Ian Garrido Hopes to Turn This Gender-Fluid Short Film Into a ‘Transparent’-Inspired Series

Queer stories have a way of striking a personal chord even when they’re not explicitly autobiographical. In Ian Garrido’s short film Victor XX, the lead character is slowly exploring hir sexuality. As ze confesses to hir girlfriend at one point in the film, ze doesn’t feel like a girl but doesn’t quite know if ze’s a boy. As the gender neutral pronouns should alert you, this Almeira-set Spanish project is fascinated with gender play.

Garrido, who began writing Victor XX at the beginning of their own transition, wanted to show this ambiguity because, in their words “man and woman labels, are constructions that we can deconstruct at any time.” Thus, when you see Mari (who presents hirself as “Victor” when ze heads into a town far from his seaside town with a drawn-in mustache to pass as a boy) standing in front of a mirror with lipstick on while playing with hir breasts all the while stuffing her underwear, you know that Garrido is consciously looking to challenge our own gendered vision of the world. “In the end, what does it mean to be one man or woman? I wanted to throw that question in the air, and that everyone would find their own conclusions.”

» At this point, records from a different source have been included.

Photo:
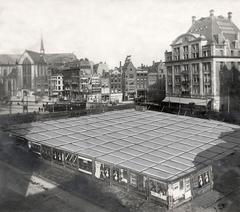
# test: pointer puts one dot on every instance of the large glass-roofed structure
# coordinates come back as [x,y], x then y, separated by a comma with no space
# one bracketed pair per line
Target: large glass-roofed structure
[163,156]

Given the sun-dappled setting as well as the complex conversation that Garrido sets up in the 20-minute short, it’s no surprise that ze cites the films of Andrea Arnold, Xavier Dolan, Celine Sciamma and Italian neorealists as inspiration. During a dinner table conversation between Mari (played with beautiful empathy by actress Alba Martinez) and her mother, for example, Garrido stages a heated discussion not only about gender and sexuality but about prejudice.

“I don’t care about that. It doesn’t interest me,” Mari’s mother says, referring to the close friendship ze has with hir Moroccan girlfriend Rahma. What she does care about is other people talking it, especially given the girl’s ethnic background. And while Mari is all too happy to dismiss what other people say, hir mother reminds hir that, after all, “we’re surrounded by other people.” Sometimes, it’s not enough just to ignore the community — it explains why Mari takes a bus to a nearby town to try on hir new male-identified identity, even if that escape is short-lived.

The short, which screened at the Cannes Film Festival’s Cinefondation and at AFI Fest last year, is but a teaser for bigger things to come for Garrido and Martinez. Victor XX, ze noted when talking to Remezcla, is a preamble of sorts for a TV series ze’s working on with some of the university colleagues with whom ze produced the short film. Inspired by Jill Soloway’s Transparent, ze’s currently working on Queer, a series that would include Victor/Mari as a main character, one emboldened by the events that tie up hir narrative in the short. As LGBT stories from all around the world continue to push boundaries and aim for more representation, Victor XX shows us a community-driven project that makes great use of local talent and localized storytelling that resonates with audiences worldwide.

Victor XX screened as part of Urbanworld which runs Sept 21-25, 2016.